Mich begeistern Menschen, die in ihrer künstlerischen Arbeit Positionen vertreten. Ich freue mich immer über formal und inhaltlich kluge Arbeiten, weil sie mein Leben bereichern und ich immer noch etwas dazu lernen kann. Aber es gibt auch Projekte, die eher Herzensprojekte sind und die ich einfach irgendwann einmal machen möchte, z. B. die Tiere aus den Geschichten meines Großvaters zu zeichnen, um damit auch ein Stück Erinnerung an die eigene Geschichte zu bewahren.

Diorama / Zeichnung: © Ampersand InterartDiorama / Zeichnung: © Ampersand InterartDiorama / Zeichnung: © Ampersand Interart

Diorama / Zeichnung: © Ampersand InterartDiorama / Zeichnung: © Ampersand InterartDiorama / Zeichnung: © Ampersand Interart

»Stempelkissenbuch« (Sukultur Verlag Berlin, 2017) / Zeichnungen zu Gedichten von Anna Hetzer

→ Wieviel ist für Fame, wieviel für Fortune?
Ich glaube eher an Fortune als an Fame. Es macht mich glücklich, mich in ein Thema zu vertiefen, zu recherchieren und das für mich Bestmögliche herauszuholen. Ich weiß, dass ich in einer einigermaßen privilegierten Situation bin, weil ich mit meinen Zeichnungen kein Geld verdienen muss, sondern mir meinen Lebensunterhalt auf andere Weise verdiene.

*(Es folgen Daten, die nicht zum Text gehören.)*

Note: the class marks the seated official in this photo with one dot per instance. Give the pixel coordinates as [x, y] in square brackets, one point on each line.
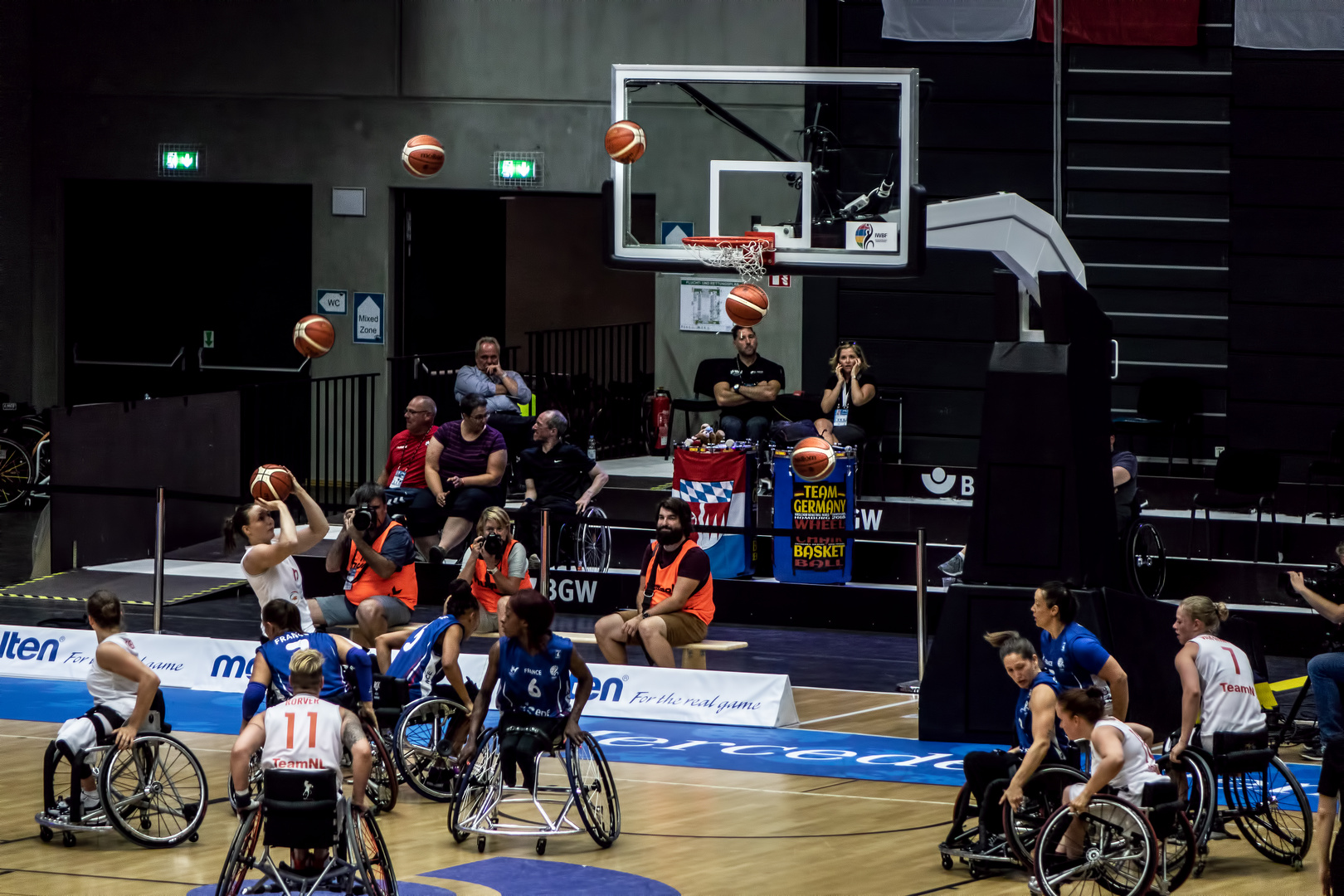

Das Zeichnen ist für mich auch immer die Gelegenheit, für einen gewissen Zeitraum aus den alltäglichen Abläufen auszusteigen und mich in diese Themen vertiefen zu können, für die oftmals im Alltag weniger Zeit bleibt.

Da fällt mir die bereits verstorbene Fotografin Vivian Maier ein. Ich habe eine Ausstellung ihrer Fotografien in Nuoro (Sardinien) gesehen. Sie zählt heute zu den wichtigsten amerikanischen Fotograf_innen des 20. Jahrhunderts, war aber zu Lebzeiten völlig unbekannt. Fame hat sie anscheinend nicht interessiert, sie hat aber wirklich gute Fotos gemacht und im Amerika der 1950- bis 2000er-Jahre Beobachtungen von Zuschreibungen, Geschlechterrollen und gesellschaftlichen Mustern fotografisch skizziert. Sie selbst wollte unsichtbar bleiben, variierte sogar die Schreibweise ihres Namens. Heute steht sie in einer Reihe mit Diane Arbus und Henri-Cartier Bresson.

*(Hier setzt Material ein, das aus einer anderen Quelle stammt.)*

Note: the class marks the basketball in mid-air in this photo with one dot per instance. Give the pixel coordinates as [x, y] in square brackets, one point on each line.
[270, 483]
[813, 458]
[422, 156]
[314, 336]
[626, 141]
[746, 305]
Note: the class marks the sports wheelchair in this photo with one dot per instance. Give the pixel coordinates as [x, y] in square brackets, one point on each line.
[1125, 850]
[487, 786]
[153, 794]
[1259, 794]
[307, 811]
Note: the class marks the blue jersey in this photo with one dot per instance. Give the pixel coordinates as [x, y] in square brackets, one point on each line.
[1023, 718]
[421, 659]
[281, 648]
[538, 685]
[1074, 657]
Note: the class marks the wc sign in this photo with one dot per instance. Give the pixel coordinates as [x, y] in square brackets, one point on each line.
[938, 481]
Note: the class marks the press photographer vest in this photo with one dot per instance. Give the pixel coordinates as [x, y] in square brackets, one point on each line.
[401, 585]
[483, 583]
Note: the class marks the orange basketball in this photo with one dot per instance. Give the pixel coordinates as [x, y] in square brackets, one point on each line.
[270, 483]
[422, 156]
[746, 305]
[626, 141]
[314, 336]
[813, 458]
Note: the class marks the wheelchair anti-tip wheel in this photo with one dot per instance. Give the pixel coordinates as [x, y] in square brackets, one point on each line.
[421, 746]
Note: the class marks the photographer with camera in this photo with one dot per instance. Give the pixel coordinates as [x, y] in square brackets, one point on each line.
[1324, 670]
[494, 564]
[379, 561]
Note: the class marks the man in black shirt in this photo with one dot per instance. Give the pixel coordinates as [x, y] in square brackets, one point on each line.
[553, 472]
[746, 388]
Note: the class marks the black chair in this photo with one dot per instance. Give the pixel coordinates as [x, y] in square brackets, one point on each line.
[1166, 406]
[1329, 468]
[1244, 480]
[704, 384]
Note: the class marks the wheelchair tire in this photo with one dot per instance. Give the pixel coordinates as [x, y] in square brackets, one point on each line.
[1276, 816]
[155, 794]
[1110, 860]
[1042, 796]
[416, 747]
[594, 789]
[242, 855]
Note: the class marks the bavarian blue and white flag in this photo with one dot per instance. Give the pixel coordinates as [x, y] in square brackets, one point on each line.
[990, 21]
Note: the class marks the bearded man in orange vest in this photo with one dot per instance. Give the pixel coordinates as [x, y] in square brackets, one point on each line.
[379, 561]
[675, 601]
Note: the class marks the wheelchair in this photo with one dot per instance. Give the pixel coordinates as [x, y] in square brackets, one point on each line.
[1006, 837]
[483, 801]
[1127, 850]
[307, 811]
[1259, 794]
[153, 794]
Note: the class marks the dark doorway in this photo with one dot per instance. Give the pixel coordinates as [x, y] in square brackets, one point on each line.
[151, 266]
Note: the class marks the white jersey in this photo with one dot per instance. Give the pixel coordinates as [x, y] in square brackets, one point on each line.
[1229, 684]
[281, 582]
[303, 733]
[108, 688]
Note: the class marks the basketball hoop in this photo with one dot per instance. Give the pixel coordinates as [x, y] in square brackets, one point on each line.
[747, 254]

Unsichtbar bleiben sollen meine Arbeiten nicht. Für mich bedeutet Fame, wenn meine Zeichnungen Menschen berühren und sie mir Feedback geben. Darüber freue ich mich sehr!

→ How much is the Fish?
As much as the Fish can be. Das ist eine seltsame Frage, Fische sind Lebewesen und können nicht in materiellen Werten aufgewogen werden. So wie man auf Ponys nicht reiten darf und Blumen nicht ausschließlich zum Zweck der Dekoration pflücken sollte.